At that time, India managed to secure some exemptions related to the development and operation of the Chabahar port due to its strategic importance in supporting Afghanistan’s development and enhancing regional connectivity. The exception covered “three principal activities,” which included the development and maintenance of Chabahar port along with its railway link to Afghanistan, the import of refined petroleum products such as gas, diesel, and liquefied petroleum gas by Afghanistan from Iran, and the transit of non-sanctioned goods through Chabahar port to Afghanistan. India has complied with these rules, creating a plausible case for continued exemptions.
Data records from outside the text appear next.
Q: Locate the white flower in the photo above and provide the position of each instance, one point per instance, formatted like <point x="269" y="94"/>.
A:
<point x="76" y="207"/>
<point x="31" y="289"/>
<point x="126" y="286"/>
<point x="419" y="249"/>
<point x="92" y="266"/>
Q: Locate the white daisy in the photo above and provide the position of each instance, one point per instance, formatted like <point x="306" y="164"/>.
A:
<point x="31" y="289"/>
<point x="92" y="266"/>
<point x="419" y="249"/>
The United States recognizes the role of Chabahar port in facilitating humanitarian aid and economic support to Afghanistan, aligning with its broader goals of promoting stability and development in the region. Exempting India from certain sanctions could be interpreted as a strategic move by Washington to support a key regional ally in countering China’s influence, especially given the strategic rivalry between China and the U.S. There is a prevailing concern in Washington that if India were to abandon the development of the Chabahar port, China would likely step in to fill the void. Offering exemptions could be used as a diplomatic tool to maintain and enhance India-U.S. relations, ensuring that India remains a strong partner in the Indo-Pacific region.
Following the U.S. State Department’s warning about potential sanctions risks related to IPGL’s involvement in Chabahar, Indian officials, including External Affairs Minister S. Jaishankar, have reaffirmed their commitment to the port project. They have also said that the port’s operations are in line with the IFCA and serve broader regional interests. Furthermore, IPGL has worked closely with Indian authorities to ensure that all activities at Chabahar comply with relevant international regulations and to mitigate any potential risks associated with U.S. sanctions.
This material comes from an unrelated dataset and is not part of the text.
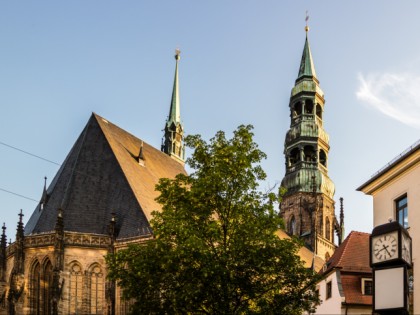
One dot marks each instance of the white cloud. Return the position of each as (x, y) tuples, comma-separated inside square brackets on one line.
[(395, 95)]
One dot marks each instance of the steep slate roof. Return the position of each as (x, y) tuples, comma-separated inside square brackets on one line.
[(305, 254), (352, 259), (101, 175)]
In conclusion, the latest agreement between New Delhi and Tehran underscores India’s unwavering commitment to enhancing connectivity with Afghanistan and Central Asia via Chabahar port. This connectivity is facilitated through a blend of port infrastructure, road and rail networks, and trade corridors that ensure the seamless transport of goods. India has already constructed a 218-kilometer highway linking Zaranj, near the Iran-Afghanistan border, to Delaram in Afghanistan, integrating into the Afghan ring road, which connects major cities such as Kabul, Herat, and Mazar-i-Sharif. Plans are also underway to bolster rail connectivity between Chabahar and various regions in Afghanistan and Central Asia. The developing Chabahar-Zahedan Railway aims to link Chabahar port to Zahedan, from where the rail network extends to the broader Iranian national rail grid, thereby enhancing connectivity to Afghanistan and beyond.
India’s investment in Chabahar port is driven not only by economic and strategic imperatives but also by New Delhi’s vision of regional stability and development. The broader implications of the latest developments in India-U.S. relations vis-a-vis India-Iran relations hinge on diplomatic negotiations and mutual strategic interests. Continued exemptions under the IFCA are possible but require careful diplomatic maneuvering to ensure India’s engagements with Iran do not undermine its relations with the United States.